Jujube trees are one of the rare, exceptional fruit trees that will grow well in salty soils and are salt water tolerant when planted in coastal areas. Jujubes also grow well in extremely alkaline soils, such as in soils with high pH's of 8, like those in West Texas. Very good yield results come from Eastern and Southern U.S. plantings. Few fruit trees are as easy to grow in such wide, variable conditions as jujube trees that are so cold hardy they have thrived in states like Pennsylvania, Illinois, and Indiana for over 100 years.

Some mature jujube cultivars may reach 30 feet tall, but pruning is preferable to make large crop production and easier harvesting possible. In Israel and Mexico jujubes are pruned back to 7-8 feet where single tree fruit production can reach up to 100 pounds per tree.

Jujube trees are necessarily grafted, because the seed on most cultivars are sterile, and unless root cuttings could be obtained from the original mother tree in China which is impracticable and virtually impossible doing that is unproductive. Grafting jujubes is performed on seedling rootstock to clones of preferred cultivars.

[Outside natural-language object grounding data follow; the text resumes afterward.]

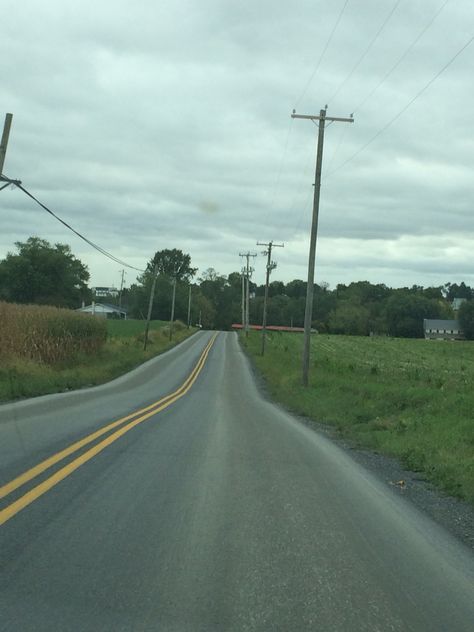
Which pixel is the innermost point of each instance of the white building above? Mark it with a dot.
(104, 310)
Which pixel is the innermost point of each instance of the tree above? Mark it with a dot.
(44, 274)
(172, 263)
(349, 318)
(466, 319)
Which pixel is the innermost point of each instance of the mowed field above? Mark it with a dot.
(412, 399)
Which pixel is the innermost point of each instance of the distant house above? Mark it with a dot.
(442, 329)
(104, 310)
(100, 292)
(457, 302)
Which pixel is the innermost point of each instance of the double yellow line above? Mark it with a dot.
(138, 417)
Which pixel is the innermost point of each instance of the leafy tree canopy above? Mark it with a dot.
(42, 273)
(466, 319)
(172, 263)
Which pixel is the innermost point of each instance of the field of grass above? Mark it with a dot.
(412, 399)
(122, 351)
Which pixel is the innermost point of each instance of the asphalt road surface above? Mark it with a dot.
(211, 509)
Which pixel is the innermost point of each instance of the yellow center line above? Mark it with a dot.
(58, 476)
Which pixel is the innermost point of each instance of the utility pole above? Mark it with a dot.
(243, 299)
(271, 265)
(4, 144)
(308, 315)
(121, 288)
(150, 305)
(189, 306)
(172, 303)
(248, 272)
(3, 152)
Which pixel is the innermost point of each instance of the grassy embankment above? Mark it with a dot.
(46, 350)
(412, 399)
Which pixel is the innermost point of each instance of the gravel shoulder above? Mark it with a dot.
(455, 515)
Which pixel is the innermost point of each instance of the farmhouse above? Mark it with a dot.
(104, 310)
(100, 292)
(442, 329)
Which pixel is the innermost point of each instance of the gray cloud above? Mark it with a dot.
(168, 125)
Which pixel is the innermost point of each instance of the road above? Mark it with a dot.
(212, 510)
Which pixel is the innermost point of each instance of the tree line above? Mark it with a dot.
(42, 273)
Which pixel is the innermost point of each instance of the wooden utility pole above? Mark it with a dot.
(4, 144)
(308, 315)
(150, 305)
(248, 272)
(271, 265)
(189, 307)
(243, 298)
(121, 287)
(172, 304)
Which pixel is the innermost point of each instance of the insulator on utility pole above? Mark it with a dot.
(308, 315)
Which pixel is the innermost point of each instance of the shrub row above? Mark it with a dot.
(47, 334)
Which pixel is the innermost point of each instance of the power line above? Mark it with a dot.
(326, 46)
(361, 58)
(404, 109)
(400, 59)
(68, 226)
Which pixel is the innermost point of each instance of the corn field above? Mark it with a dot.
(47, 334)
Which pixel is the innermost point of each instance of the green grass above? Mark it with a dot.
(122, 352)
(412, 399)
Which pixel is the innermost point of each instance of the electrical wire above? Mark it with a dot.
(326, 46)
(285, 150)
(400, 59)
(362, 57)
(88, 241)
(404, 109)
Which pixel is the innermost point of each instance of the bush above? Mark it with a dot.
(47, 334)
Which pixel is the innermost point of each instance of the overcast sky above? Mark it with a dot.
(166, 124)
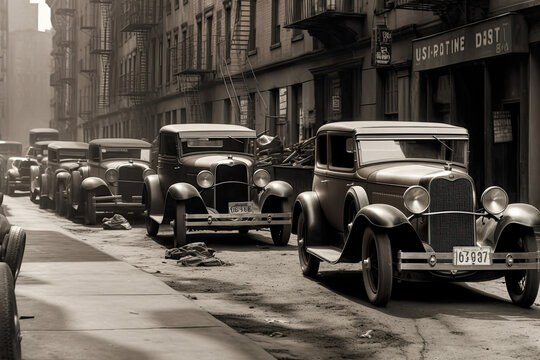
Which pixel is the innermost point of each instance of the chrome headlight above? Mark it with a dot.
(494, 200)
(261, 178)
(416, 199)
(111, 175)
(148, 172)
(205, 179)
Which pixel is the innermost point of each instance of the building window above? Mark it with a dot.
(252, 25)
(275, 22)
(390, 95)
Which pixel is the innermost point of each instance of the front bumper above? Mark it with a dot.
(433, 261)
(232, 221)
(116, 202)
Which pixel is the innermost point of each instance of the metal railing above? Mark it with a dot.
(298, 10)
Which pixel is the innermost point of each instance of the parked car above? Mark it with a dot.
(113, 179)
(64, 157)
(17, 176)
(396, 198)
(207, 180)
(7, 149)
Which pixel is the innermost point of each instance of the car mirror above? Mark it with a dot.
(349, 146)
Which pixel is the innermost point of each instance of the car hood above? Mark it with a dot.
(406, 174)
(209, 161)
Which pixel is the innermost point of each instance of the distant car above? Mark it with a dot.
(17, 176)
(64, 157)
(207, 180)
(7, 150)
(113, 179)
(396, 198)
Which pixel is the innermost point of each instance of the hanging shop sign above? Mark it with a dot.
(381, 46)
(496, 36)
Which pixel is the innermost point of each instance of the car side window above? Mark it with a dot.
(340, 154)
(322, 153)
(94, 153)
(167, 144)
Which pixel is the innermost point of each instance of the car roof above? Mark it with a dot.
(74, 145)
(209, 130)
(394, 128)
(43, 130)
(121, 142)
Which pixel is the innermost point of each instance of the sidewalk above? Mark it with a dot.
(77, 302)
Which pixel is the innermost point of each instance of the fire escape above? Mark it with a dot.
(333, 22)
(452, 12)
(139, 18)
(235, 67)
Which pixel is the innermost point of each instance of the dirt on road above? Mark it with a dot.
(262, 294)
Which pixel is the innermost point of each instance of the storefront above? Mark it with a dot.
(476, 76)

The jujube wild seedling rootstock produces small fruits in clusters by the hundreds that taste sour and widely sought after, as a medicine in China, and the fruits produce viable seed, used to produce more rootstocks. These plants are excellent pollinators, even though most jujube cultivars are self fruitful, and horticulturalists recommend planting two different cultivars for cross pollination for the maximum fruit production.

Jujube flowers are fragrant, small and green, and fruit production usually begins in July and extends into October in Georgia. The fruit becomes tasty, sweet and commercially ready to harvest when it changes from green to yellow in color, and then the picking of the jujubes begins after the red blotches begin to appear. The sweetest fruit forms when allowed to ripen on the tree and then to turn completely red, but the grocery store shelf life is a very short, few days when picked in the yellow-red blotch stage, and in the South the jujubes should be picked before turning completely red in color. Very few animals will bother jujubes, if the fruits are picked before the red stage is completed, and if left on the tree to ripen in the South, the high concentration of sugar that is formed within the jujubes attracts fire ants, bees and yellow jackets who will make the harvesting painful to you, if you fight them for the fruit.

If jujubes are picked at the proper stage of yellow-red blotches, then afterwards, the sugar development intensifies, and can dramatically increase the sugar content to 85%, especially in some cultivars like the cultivar called, “sugar cane”.

Thorns on most cultivars of Jujube trees will usually disappear on jujube trees as the trees age, and the heavy bark increases in size and dislodges the thorns.

Jujube trees in the Western States and have been commercially productive for over 50 years, and the production records in China show that the jujube tree called, “Jujube King” that is growing in a southern province is over 1000 years old.